Open MikeTheCanuck opened 5 years ago
I've been working the problem of making Fargate work in our existing CF stack (#238) and have it to the point where it appears that the container deploys and starts up as an ECS task, and is able to configure itself using remote resources (e.g. SSM parameters).
Next is to come at it from the opposite angle - can we host a known-good container as a Fargate task and have it successfully respond to outside requests? To weave these two together, the best approach is to try converting an existing EC2-based task to Fargate. I've picked the Budget 2017 API container as (a) I know how it's supposed to work, having been on the team and (b) it's very unlikely to be getting traffic so downtime is at its most tolerable.
I've adapted what I believe to be a working Fargate template to the Budget-Service and at this point it appears that once the container is up and running, ALB's health check tests are returning a 400 error:
service hacko-integration-FargateBudget-1JWOQ5F2TR1R1-Service-5BYKU2RAR8PL (port 8000) is unhealthy in target-group hacko-Targe-1VL2ENM8F80KM due to (reason Health checks failed with these codes: [400]).
I had a theory that this was a 400 error due to the Security Groups configuration only allowing access to ports 80 and 443, but not to the port (8000) on which the containerized app is listening - and to which the Health Check must be able to connect to verify that the container is ready to take requests.
The Security Group was explicitly configured on the Fargate examples I modelled this after (but I didn't know why, just thought "there must be some reason why Fargate requires this"). So I tried commenting out all references in the master and the task templates to the Security Group.
That still didn't result in a container that was deemed "healthy" even if it was deployed into the cluster and even though according to CloudWatch logs the application in the container has completed all its needed startup (i.e. I can see no errors in the logs, and I see that the app is Listening at: http://0.0.0.0:8000 (10)
). However this time ECS reports a different error when deregistering the task:
service hacko-integration-FargateBudget-V9Y1T0QMZL36-Service-1EAD5R8VV1XAC (port 8000) is unhealthy in target-group hacko-Targe-1WBYRP9UXOBPB due to (reason Request timed out).
So I'm going to dig deeper into the Security Group configuration and ensure it's explicitly allowing incoming traffic on the port(s) that the container is configured to listen on.

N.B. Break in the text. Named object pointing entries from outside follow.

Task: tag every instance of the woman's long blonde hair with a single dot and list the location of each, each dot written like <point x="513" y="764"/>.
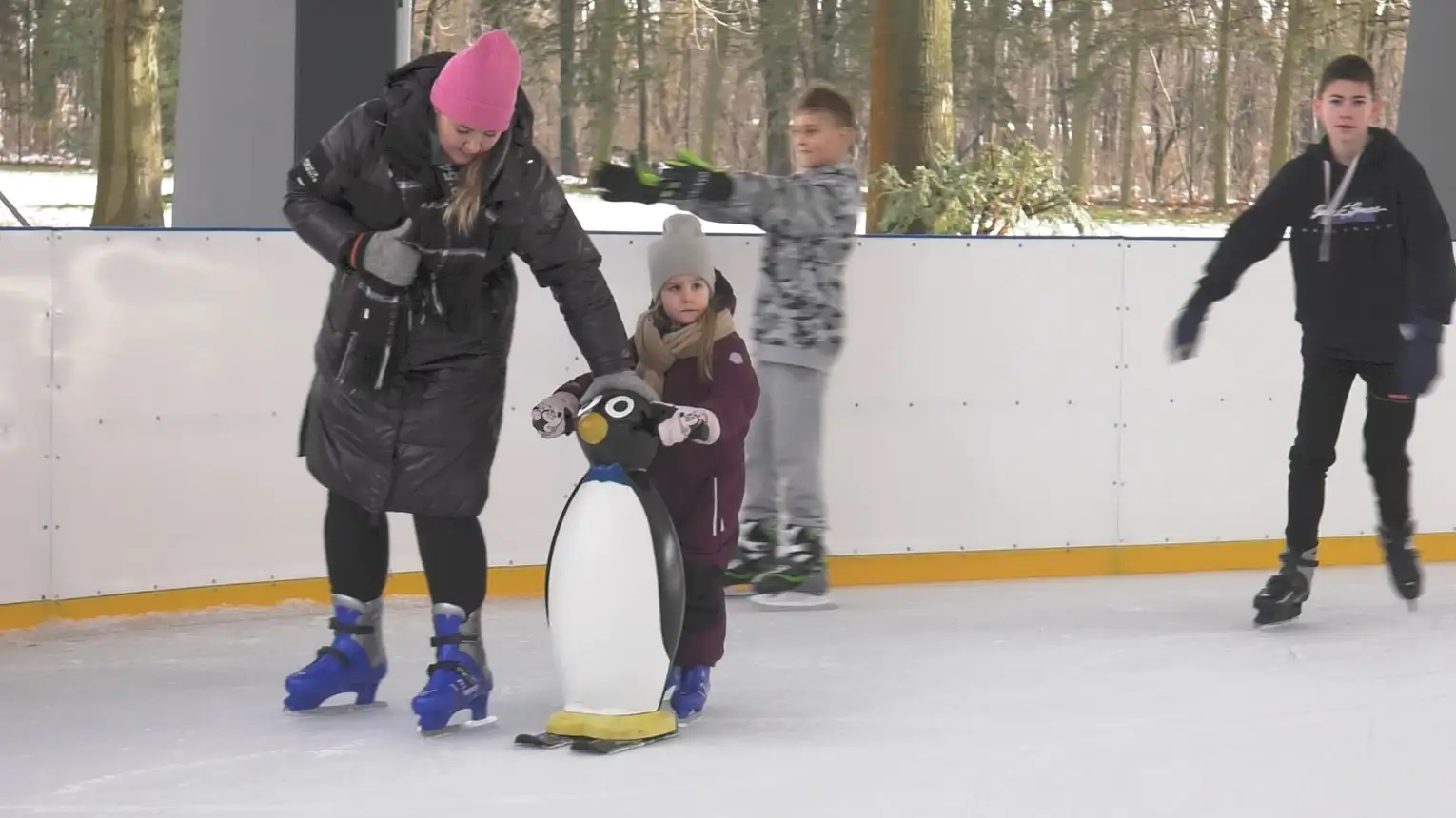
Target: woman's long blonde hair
<point x="464" y="204"/>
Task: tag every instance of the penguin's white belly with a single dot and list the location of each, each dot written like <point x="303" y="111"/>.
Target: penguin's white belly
<point x="606" y="622"/>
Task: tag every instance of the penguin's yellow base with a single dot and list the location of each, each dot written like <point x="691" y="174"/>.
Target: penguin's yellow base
<point x="613" y="728"/>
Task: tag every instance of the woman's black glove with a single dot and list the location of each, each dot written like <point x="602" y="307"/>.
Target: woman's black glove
<point x="1420" y="356"/>
<point x="623" y="184"/>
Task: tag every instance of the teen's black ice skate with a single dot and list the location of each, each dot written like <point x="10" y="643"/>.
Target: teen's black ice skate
<point x="752" y="556"/>
<point x="799" y="579"/>
<point x="1283" y="595"/>
<point x="1404" y="560"/>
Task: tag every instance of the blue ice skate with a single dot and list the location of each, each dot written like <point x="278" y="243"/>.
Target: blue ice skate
<point x="692" y="691"/>
<point x="459" y="678"/>
<point x="354" y="663"/>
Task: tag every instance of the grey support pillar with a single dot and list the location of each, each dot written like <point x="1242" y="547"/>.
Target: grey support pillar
<point x="1428" y="95"/>
<point x="258" y="83"/>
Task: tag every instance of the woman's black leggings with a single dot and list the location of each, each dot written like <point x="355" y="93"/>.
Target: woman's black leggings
<point x="356" y="548"/>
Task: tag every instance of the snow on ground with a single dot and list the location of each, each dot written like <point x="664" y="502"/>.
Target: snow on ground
<point x="63" y="198"/>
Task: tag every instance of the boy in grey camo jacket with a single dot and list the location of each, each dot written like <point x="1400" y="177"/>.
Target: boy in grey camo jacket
<point x="798" y="332"/>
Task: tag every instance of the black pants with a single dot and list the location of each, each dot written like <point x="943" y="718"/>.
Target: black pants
<point x="356" y="548"/>
<point x="1387" y="430"/>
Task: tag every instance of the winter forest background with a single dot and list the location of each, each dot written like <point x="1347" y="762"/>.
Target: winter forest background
<point x="975" y="115"/>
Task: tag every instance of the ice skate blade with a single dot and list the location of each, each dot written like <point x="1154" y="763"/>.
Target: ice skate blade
<point x="793" y="600"/>
<point x="612" y="747"/>
<point x="335" y="709"/>
<point x="458" y="728"/>
<point x="543" y="741"/>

Note: I'm currently working from this experimental branch (i.e. I don't expect to PR this or merge to master): https://github.com/hackoregon/hackoregon-aws-infrastructure/tree/civic-devops-244
I've uncommented the Security Group references, generated a new security group, and explicitly granted access to the following port combos (from:to):
...and we're back to the original issue - i.e. the Security Group is getting created as well as it was last week, but the extra port combos doesn't solve the "400" problem:
service hacko-integration-FargateBudget-V9Y1T0QMZL36-Service-1EAD5R8VV1XAC (port 8000) is unhealthy in target-group hacko-Targe-1WBYRP9UXOBPB due to (reason Health checks failed with these codes: [400]).
The very first hit on that error message leads me back to this article that got me started down this road, so I'll take another stab at other possibilities: https://docs.aws.amazon.com/elasticloadbalancing/latest/application/load-balancer-troubleshooting.html
Assumption: "reason Health checks failed with these codes: [400]" is indicating that some listener in the cluster responded with an HTTP 400 response code ("Bad request").

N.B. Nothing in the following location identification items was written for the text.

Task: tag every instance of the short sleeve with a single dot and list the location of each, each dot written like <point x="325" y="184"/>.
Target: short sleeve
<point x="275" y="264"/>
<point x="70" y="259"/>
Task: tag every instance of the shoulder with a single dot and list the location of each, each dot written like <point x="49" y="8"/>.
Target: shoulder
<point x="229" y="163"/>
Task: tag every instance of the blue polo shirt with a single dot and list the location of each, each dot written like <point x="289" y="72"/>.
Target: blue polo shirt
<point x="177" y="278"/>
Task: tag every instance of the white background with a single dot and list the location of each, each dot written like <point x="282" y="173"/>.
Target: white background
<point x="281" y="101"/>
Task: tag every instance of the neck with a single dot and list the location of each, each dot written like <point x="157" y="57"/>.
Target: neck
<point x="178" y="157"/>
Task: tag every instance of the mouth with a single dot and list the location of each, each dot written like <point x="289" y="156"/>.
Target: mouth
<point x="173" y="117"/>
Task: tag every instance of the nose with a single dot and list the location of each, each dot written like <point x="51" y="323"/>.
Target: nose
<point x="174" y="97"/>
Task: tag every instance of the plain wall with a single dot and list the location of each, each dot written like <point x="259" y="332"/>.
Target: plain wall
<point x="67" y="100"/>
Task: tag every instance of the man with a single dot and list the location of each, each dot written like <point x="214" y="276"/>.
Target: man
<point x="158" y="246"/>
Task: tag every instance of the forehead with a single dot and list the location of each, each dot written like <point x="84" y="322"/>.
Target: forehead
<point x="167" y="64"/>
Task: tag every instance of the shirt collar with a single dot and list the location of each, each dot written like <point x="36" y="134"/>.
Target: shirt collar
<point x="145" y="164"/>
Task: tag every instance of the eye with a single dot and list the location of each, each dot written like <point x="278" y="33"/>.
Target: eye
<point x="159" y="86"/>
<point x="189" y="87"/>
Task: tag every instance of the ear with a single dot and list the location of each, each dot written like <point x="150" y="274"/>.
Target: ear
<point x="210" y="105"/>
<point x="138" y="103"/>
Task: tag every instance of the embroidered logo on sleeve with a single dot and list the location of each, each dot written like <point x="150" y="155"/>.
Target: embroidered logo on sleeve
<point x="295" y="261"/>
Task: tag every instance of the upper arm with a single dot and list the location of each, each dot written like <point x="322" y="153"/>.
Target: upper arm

We can eliminate the container application itself, since I can verify from CloudWatch logs that the container never records an incoming HTTP request - the final entries in the CloudWatch log for each instance of this "unhealthy" container are:
126 static files copied to '/code/staticfiles', 126 post-processed.
[2019-06-29 21:02:13 +0000] [10] [INFO] Starting gunicorn 19.7.1
[2019-06-29 21:02:13 +0000] [10] [INFO] Listening at: http://0.0.0.0:8000 (10)

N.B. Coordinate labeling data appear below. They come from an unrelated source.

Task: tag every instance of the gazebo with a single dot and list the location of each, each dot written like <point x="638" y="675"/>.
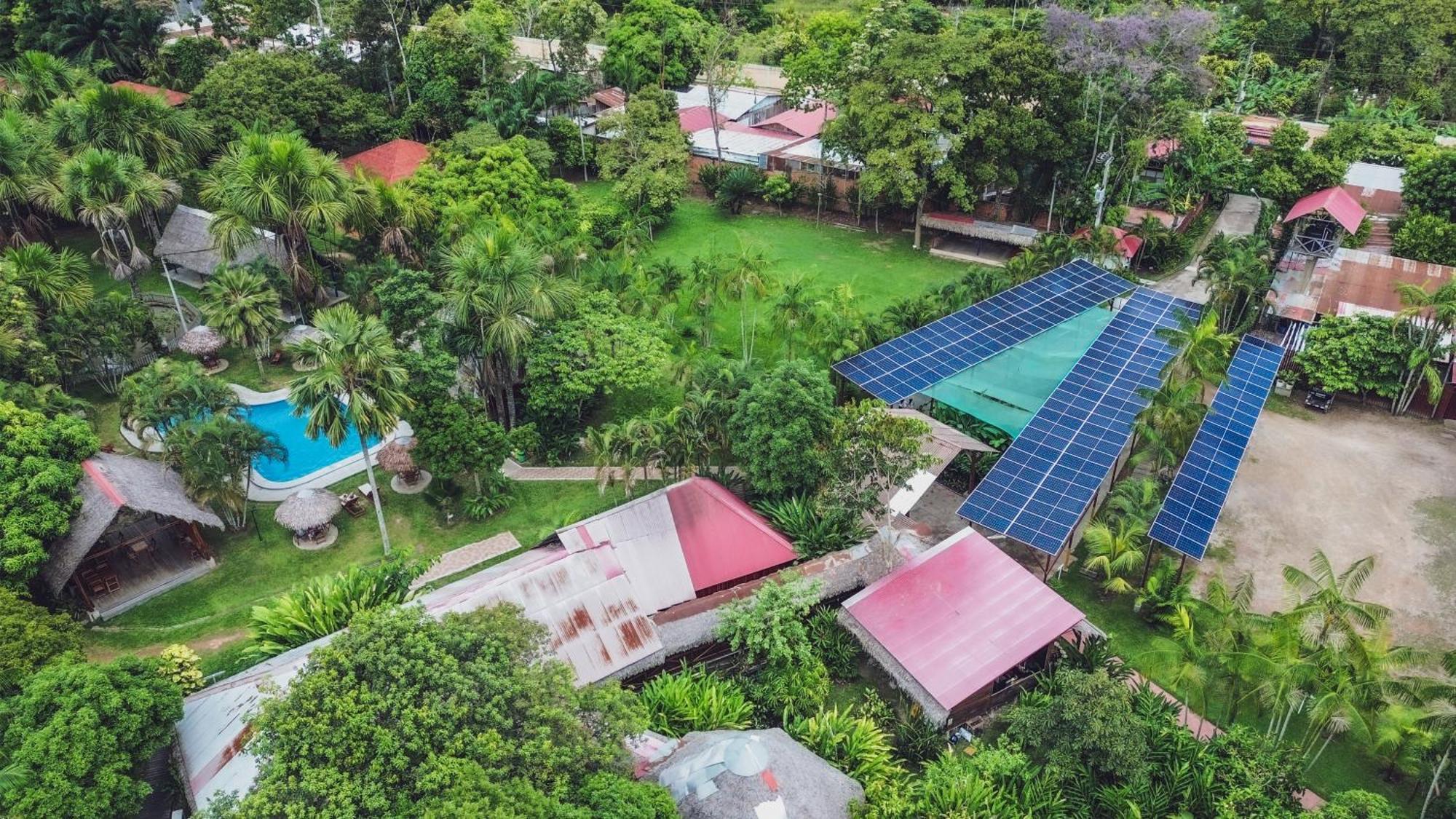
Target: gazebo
<point x="309" y="515"/>
<point x="205" y="343"/>
<point x="398" y="458"/>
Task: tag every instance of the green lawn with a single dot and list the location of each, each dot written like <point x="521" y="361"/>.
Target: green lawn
<point x="258" y="563"/>
<point x="1343" y="765"/>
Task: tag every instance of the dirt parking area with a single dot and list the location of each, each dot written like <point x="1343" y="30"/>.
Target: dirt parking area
<point x="1355" y="483"/>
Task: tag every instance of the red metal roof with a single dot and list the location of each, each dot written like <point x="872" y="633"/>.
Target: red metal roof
<point x="960" y="615"/>
<point x="394" y="161"/>
<point x="1336" y="202"/>
<point x="698" y="117"/>
<point x="174" y="97"/>
<point x="723" y="538"/>
<point x="804" y="123"/>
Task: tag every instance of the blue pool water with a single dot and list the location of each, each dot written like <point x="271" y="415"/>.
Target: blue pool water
<point x="305" y="454"/>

[2019-06-29 21:02:13 +0000] [10] [INFO] Using worker: gevent
[2019-06-29 21:02:13 +0000] [13] [INFO] Booting worker with pid: 13
/code/budget_proj/wsgi.py:19: RuntimeWarning: Patching more than once will result in the union of all True parameters being patched
from gevent import monkey; monkey.patch_all(thread=False)
Which are the same as for a healthy instance of this same container without the addition of any entries like the following:
10.180.21.196 [29/Jun/2019:21:04:45 +0000] GET /disaster-resilience/ HTTP/1.1 200 23930 - ELB-HealthChecker/2.0 0.125068
10.180.13.204 [29/Jun/2019:21:05:07 +0000] GET /disaster-resilience/ HTTP/1.1 200 33349 - Mozilla/5.0 (Macintosh; Intel Mac OS X 10.14; rv:67.0) Gecko/20100101 Firefox/67.0 0.071944
SecurityGroup? OK, so I've been messing with the SecurityGroup assigned to the task and seeing if it was too restrictive. After a number of iterations I finally opened it up to all protocols and IPs, and we're still getting:
service hacko-integration-FargateBudget-V9Y1T0QMZL36-Service-1EAD5R8VV1XAC (port 8000) is unhealthy in target-group hacko-Targe-1WBYRP9UXOBPB due to (reason Health checks failed with these codes: [400]).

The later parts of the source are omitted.